May 08 2020

Shutdown of Filipino Broadcast Network Ignites Uproar

by Chloe Chu

Exterior view of the ABS-CBN Broadcasting Centre in Manila. Image via Wikipedia.

On May 5, the Philippines’ National Telecommunications Commission issued a cease and desist order to the broadcast network ABS-CBN, forcing the media giant, which operates some of the country’s most popular television and radio channels, off air. The mandate came one day after the expiration of the company’s 25-year broadcast license, which is granted by congress. 

ABS-CBN has sought the renewal of its permit since 2014, but congress, overwhelmed by President Rodrigo Duterte’s allies, has continuously delayed action on related bills. Duterte has publicly threatened to block ABS-CBN’s license renewal on multiple occasions, and has expressed scorn for the network since 2016, claiming that it had neglected to fulfill the airtime he had paid for as part of his election campaign.

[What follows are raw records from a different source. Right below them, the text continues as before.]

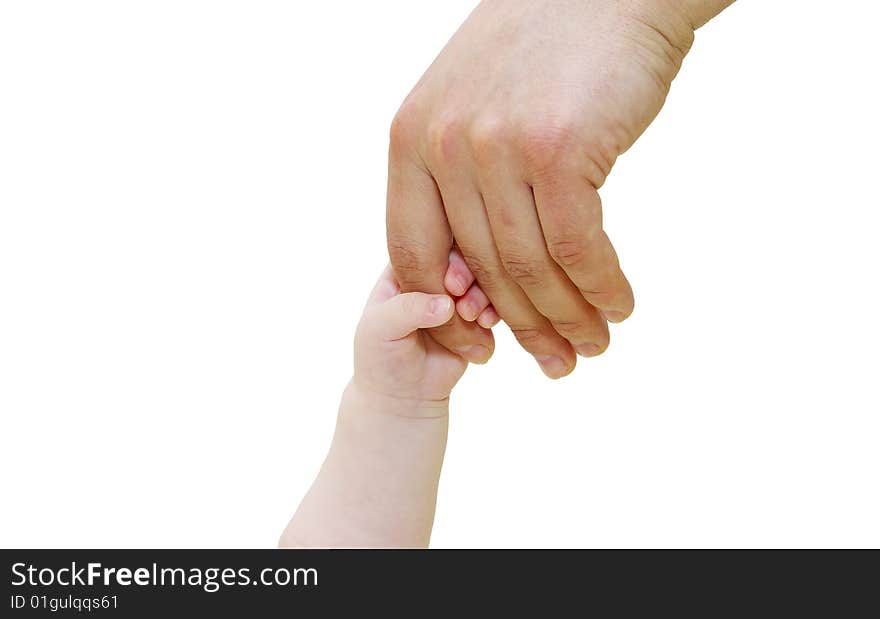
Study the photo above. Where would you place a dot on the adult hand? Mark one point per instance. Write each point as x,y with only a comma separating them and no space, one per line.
501,148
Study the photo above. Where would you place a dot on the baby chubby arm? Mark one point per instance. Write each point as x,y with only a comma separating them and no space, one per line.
378,484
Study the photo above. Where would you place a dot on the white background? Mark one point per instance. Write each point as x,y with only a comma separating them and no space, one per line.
192,213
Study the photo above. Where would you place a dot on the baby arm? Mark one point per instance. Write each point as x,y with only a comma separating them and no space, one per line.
378,485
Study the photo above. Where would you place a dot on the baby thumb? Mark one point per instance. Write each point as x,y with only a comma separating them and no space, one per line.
405,313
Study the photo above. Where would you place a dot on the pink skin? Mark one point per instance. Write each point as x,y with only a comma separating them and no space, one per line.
472,303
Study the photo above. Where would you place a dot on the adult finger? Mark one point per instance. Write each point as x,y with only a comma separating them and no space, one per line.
517,230
419,240
458,276
472,303
570,213
470,225
488,318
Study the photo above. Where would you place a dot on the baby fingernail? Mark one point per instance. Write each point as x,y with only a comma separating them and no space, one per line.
440,306
553,367
612,316
587,350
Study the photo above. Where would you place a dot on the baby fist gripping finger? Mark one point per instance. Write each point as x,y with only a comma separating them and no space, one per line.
394,352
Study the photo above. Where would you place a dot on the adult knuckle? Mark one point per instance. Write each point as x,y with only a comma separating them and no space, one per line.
488,137
445,139
547,147
567,251
487,272
528,336
408,259
404,127
569,329
524,270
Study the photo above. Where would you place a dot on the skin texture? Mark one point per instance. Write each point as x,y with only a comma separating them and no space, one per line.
378,484
500,149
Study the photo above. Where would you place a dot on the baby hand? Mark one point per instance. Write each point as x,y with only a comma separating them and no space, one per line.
394,358
472,303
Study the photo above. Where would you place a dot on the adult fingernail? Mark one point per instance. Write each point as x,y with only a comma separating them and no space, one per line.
587,350
612,316
475,354
553,367
440,306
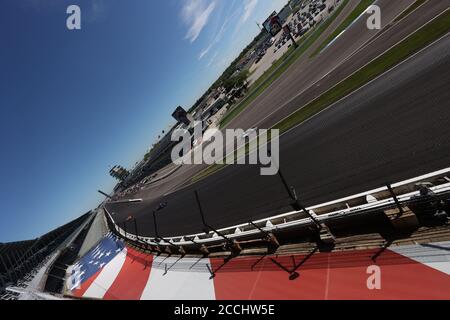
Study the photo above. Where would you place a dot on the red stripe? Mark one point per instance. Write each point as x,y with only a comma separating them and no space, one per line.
79,292
132,278
337,276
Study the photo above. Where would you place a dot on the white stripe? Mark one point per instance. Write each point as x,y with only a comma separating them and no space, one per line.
434,255
179,279
106,277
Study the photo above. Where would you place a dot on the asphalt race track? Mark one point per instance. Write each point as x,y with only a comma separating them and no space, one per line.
395,128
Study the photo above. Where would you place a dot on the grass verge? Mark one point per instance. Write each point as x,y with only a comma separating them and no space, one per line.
280,66
412,44
418,40
411,8
360,8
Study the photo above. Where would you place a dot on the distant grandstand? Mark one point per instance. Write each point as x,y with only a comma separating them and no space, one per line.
20,261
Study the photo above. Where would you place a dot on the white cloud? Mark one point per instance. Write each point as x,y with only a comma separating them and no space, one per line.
196,14
249,7
217,38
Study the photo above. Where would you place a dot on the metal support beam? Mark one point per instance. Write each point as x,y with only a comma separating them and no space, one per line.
231,244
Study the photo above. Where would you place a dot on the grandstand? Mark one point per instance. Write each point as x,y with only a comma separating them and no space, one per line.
21,261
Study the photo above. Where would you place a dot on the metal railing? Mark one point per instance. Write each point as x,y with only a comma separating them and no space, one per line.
392,196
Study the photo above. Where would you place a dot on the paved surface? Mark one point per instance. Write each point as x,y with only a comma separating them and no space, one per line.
96,233
395,128
275,102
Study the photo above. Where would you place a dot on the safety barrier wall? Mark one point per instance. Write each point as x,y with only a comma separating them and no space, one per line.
380,199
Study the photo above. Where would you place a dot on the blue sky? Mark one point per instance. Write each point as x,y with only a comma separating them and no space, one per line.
75,103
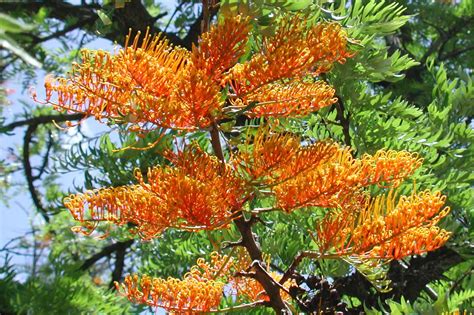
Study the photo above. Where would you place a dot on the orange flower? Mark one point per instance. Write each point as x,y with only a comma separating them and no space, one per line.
384,230
295,98
293,51
251,290
221,47
121,205
322,174
198,193
337,181
149,84
271,158
200,290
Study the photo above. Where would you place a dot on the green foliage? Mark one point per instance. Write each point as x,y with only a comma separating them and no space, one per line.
60,294
404,96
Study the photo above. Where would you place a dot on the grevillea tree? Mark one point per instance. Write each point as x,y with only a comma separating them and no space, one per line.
240,91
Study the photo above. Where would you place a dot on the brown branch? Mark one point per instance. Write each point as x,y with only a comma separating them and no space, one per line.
134,15
119,262
456,52
29,171
270,286
344,121
39,120
105,252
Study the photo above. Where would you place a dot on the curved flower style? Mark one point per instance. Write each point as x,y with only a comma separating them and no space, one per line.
198,193
338,179
384,229
322,174
296,98
152,84
200,290
294,51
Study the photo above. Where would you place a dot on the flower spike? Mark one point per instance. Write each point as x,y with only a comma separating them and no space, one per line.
386,229
198,193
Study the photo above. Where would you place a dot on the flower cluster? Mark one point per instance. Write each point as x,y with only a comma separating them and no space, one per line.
385,229
152,84
197,193
322,174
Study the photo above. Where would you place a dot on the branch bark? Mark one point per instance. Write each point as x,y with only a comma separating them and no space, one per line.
105,252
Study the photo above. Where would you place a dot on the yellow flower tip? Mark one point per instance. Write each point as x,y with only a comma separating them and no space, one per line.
198,291
385,229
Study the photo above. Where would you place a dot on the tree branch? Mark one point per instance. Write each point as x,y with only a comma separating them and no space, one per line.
39,120
105,252
29,172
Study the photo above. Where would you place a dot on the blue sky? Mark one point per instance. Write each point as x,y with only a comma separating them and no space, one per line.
17,216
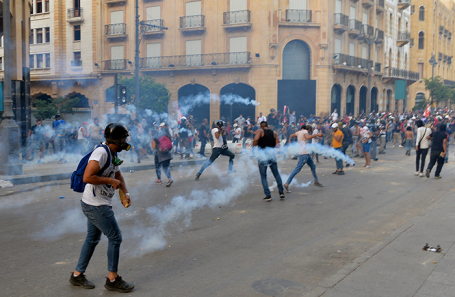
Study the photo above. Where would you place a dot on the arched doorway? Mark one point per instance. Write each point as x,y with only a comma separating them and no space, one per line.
389,99
296,60
335,98
374,100
237,99
363,100
194,100
350,100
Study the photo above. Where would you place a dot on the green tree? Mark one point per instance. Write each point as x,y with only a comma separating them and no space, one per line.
438,91
46,109
154,96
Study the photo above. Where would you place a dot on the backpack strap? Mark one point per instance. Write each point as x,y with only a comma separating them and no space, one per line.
108,163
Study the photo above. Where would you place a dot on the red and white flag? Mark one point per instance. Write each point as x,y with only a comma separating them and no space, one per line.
427,111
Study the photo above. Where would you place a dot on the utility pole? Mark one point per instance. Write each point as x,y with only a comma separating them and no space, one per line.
141,28
9,130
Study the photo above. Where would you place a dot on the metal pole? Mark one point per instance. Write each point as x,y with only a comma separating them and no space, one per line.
116,94
136,61
369,79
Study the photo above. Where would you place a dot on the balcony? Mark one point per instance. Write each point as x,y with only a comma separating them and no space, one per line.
380,7
403,4
367,3
397,73
380,38
350,63
192,24
355,28
152,31
341,23
114,2
74,15
119,64
403,38
202,61
113,31
237,20
76,63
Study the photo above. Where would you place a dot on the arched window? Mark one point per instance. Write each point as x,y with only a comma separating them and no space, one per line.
421,39
421,13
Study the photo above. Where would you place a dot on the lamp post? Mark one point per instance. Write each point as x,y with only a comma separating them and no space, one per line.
369,39
9,130
433,63
141,28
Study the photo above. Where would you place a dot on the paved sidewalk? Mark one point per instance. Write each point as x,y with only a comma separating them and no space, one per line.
398,265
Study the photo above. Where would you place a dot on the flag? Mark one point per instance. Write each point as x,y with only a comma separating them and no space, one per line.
427,111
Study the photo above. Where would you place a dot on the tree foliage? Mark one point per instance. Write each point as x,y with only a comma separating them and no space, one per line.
154,96
46,109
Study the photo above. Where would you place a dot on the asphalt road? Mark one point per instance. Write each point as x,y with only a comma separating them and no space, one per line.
219,238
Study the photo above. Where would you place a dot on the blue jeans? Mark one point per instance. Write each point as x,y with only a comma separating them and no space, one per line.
374,146
303,159
339,162
100,219
215,154
263,171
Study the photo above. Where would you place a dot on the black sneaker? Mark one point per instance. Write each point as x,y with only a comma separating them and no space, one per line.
81,281
286,188
118,285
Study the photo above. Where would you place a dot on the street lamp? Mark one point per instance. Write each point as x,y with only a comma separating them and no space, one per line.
369,39
433,63
141,28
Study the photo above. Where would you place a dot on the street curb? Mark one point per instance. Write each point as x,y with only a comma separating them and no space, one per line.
61,176
330,282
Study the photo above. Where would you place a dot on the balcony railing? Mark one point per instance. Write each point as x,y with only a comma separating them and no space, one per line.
202,60
115,29
299,16
150,29
194,21
341,19
76,63
236,17
350,61
74,13
401,73
119,64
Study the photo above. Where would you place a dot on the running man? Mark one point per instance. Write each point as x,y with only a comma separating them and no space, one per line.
219,148
304,156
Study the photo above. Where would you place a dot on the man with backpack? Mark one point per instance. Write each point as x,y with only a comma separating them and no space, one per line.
102,177
162,145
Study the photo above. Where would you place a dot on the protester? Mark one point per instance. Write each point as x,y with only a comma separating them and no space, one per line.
266,140
304,157
97,207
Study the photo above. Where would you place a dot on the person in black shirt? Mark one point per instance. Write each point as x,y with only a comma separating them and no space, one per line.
203,136
438,150
266,140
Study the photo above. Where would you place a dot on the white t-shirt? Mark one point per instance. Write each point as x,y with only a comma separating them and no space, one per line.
364,133
315,140
97,195
239,131
217,142
302,141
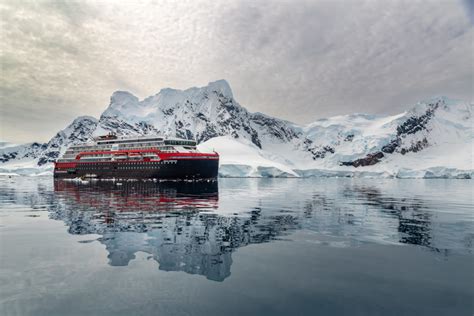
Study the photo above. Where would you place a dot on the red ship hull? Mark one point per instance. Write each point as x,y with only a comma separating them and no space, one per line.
169,166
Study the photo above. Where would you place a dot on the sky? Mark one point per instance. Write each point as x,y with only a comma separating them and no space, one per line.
297,60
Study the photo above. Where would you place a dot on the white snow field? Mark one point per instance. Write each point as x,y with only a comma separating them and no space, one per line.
432,139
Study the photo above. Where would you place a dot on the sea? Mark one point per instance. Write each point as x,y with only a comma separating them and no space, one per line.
237,246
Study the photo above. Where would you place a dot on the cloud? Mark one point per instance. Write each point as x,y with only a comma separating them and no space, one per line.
299,60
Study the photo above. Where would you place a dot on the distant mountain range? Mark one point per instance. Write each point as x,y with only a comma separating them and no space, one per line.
434,138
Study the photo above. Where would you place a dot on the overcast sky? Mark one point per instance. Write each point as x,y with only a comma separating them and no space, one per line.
298,60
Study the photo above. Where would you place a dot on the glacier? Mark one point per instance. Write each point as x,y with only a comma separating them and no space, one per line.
431,139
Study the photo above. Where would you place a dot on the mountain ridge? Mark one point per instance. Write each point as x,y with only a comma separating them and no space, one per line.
342,143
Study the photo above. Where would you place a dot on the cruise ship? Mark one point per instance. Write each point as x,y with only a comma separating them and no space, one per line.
144,157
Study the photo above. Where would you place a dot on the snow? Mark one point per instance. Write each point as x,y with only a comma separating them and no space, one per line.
258,145
241,158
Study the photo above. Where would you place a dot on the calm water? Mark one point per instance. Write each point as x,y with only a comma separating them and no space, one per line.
237,247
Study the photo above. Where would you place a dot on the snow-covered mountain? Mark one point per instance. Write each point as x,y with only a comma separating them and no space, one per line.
432,139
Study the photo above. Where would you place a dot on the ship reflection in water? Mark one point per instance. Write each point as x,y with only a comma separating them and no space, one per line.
174,222
183,228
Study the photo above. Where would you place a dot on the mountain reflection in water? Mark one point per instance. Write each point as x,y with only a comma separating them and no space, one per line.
171,221
195,227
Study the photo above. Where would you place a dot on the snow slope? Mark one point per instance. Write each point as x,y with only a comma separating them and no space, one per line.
434,138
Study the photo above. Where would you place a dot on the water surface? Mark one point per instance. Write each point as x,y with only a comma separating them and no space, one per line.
236,247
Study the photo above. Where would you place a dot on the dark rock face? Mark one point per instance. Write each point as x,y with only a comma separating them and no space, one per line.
410,126
370,159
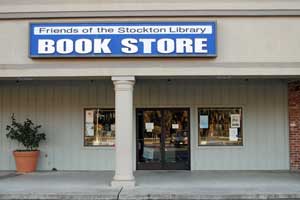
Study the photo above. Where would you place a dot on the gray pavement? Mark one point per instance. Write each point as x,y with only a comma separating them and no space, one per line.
153,185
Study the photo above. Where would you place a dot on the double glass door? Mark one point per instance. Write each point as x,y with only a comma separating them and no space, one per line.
163,139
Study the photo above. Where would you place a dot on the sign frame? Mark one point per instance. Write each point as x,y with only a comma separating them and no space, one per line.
103,56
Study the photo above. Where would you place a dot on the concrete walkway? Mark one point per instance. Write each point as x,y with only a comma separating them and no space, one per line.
153,185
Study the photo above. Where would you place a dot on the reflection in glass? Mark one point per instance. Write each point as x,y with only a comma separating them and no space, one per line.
220,126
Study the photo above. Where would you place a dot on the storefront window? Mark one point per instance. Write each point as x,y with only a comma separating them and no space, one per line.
99,127
220,126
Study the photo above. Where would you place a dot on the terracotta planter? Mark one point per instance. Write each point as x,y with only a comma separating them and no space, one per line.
26,161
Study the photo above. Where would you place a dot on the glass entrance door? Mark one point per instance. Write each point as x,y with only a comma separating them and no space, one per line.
163,139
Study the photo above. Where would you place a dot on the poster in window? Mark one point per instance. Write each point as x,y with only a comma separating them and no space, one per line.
89,116
149,126
148,153
203,121
175,126
235,120
233,134
89,129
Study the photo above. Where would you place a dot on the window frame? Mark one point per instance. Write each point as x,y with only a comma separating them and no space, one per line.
83,129
242,145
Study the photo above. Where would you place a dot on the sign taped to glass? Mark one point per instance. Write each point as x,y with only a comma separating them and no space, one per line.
155,39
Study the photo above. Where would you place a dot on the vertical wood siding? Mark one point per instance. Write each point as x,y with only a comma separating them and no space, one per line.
58,106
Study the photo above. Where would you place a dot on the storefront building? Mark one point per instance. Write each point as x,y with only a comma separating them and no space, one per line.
188,106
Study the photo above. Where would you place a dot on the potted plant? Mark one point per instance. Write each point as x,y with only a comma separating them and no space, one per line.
29,136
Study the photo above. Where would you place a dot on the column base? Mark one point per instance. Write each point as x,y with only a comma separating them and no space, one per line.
126,184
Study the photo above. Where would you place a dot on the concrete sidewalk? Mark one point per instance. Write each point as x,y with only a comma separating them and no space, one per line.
154,185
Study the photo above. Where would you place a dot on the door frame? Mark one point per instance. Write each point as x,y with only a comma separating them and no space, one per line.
161,108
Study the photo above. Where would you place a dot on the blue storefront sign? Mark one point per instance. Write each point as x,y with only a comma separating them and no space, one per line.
169,39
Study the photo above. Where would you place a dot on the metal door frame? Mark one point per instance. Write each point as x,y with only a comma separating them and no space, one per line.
162,165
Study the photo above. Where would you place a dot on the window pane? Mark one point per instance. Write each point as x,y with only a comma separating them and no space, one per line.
220,126
99,127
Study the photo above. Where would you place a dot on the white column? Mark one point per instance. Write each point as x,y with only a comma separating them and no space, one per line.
124,131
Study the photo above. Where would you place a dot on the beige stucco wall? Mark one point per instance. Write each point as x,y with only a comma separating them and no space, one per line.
245,46
104,5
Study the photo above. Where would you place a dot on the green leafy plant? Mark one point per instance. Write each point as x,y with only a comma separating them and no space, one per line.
26,134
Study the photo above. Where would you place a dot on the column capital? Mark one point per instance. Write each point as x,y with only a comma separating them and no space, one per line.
123,82
123,78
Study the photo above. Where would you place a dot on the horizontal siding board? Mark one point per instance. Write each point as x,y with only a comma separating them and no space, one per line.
58,106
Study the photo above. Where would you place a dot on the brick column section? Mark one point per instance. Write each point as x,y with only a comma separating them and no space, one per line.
294,124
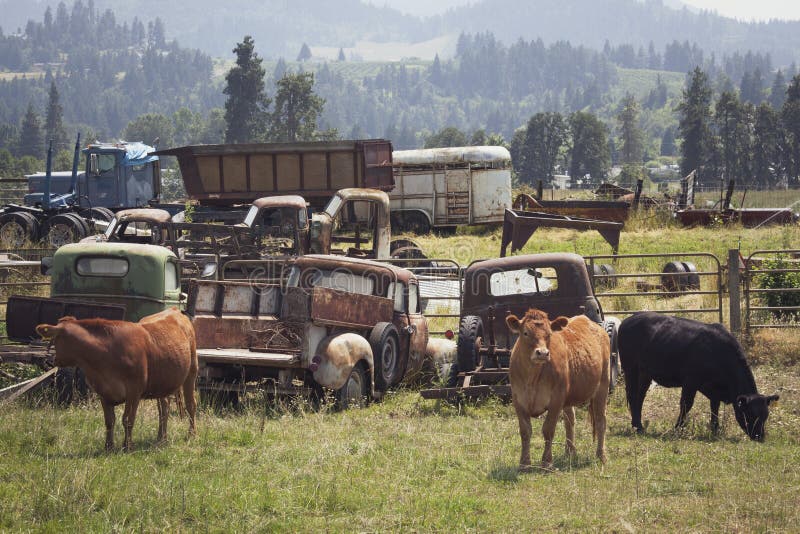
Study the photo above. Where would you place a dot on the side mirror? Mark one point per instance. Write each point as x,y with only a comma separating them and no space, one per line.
46,265
209,270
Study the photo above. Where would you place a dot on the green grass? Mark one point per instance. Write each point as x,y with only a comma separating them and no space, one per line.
406,464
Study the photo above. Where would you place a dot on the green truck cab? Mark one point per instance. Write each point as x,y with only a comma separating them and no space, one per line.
145,279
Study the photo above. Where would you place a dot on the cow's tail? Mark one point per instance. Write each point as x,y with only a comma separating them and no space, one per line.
592,420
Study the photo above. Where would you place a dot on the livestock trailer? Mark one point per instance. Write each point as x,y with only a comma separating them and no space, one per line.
447,187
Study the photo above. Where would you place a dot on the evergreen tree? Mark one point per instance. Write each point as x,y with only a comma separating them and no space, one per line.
31,140
297,109
765,145
304,54
53,124
246,107
545,135
589,153
777,95
790,122
693,126
630,133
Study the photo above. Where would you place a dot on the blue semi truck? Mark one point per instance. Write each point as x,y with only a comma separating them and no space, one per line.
61,207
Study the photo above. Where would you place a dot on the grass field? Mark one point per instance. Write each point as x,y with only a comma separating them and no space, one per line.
407,464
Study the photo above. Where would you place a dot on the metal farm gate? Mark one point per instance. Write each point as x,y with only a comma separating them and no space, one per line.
688,284
772,289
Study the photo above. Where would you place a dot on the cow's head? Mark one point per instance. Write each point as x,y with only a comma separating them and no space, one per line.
752,412
53,333
534,331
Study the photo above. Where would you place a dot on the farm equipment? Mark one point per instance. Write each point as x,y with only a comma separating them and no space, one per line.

In the years after Duterte took office in 2016, ABS-CBN has also documented his “war on drugs,” which has seen the extrajudicial killing of thousands, drawing further ire from the president.

ABS-CBN’s shutdown was met with fury across the Philippines’ creative sectors. In its public statement, published on May 5 to social media, the Concerned Artists of the Philippines group condemned the move as “a malicious attack on freedom of expression, the press, and the livelihood of media and creative industry workers,” adding that during a pandemic “the continued operations of media institutions are vital to getting timely and credible information. The closure of ABS-CBN’s franchise will have dire impacts on our freedom of information and collective capacity for truth checking.” Meanwhile, the Artist Alliance for Genuine Land Reform and Rural Development stated: “Freedom of the press and freedom of expression are democratic rights. And the democratic majority—the Philippine peasantry—demands their protection.” In its public statement, the Directors Guild of the Philippines (DGPI) added: “ABS-CBN is a vital part of our democracy and economy. Not only has it provided artists with a platform for freedom of expression, but it has also provided livelihood for thousands of workers.” In February, DPGI board member Joel Lamangan told senate representatives at an inquiry into ABS-CBN’s compliance that the network is a crucial platform through which directors can showcase their works. 

Individual artists have also voiced their concerns. Norberto Roldan, founder of independent art space Green Papaya, shared a poster on Facebook with the statement: “Shutting down a major broadcasting network during a pandemic is madness. It is a disservice to the Filipino.” His sentiments were echoed by painter Maria Taniguchi who posted to Instagram a photo of a candlelight vigil outside the ABS-CBN offices with the caption: “A cruel, cruel move by this government against its own people,” while multimedia artist Pio Abad shared a widely circulated image of ribbons in red, green, and blue—the colors of ABS-CBN’s logo—in support of the network.

Duterte has previously targeted other media outlets, most notably Rappler. On January 11, 2018, the Securities and Exchange Commission revoked the online news website’s operating license, alleging that the company had violated regulations on foreign ownership and control. On December 3, 2018, a warrant was issued for the arrest of Rappler’s founder, Maria Ressa, for charges of tax evasion. Rappler has since undergone restructuring, and continues to operate. 

ABS-CBN has until May 14 to contest government orders.

Chloe Chu is the managing editor of ArtAsiaPacific.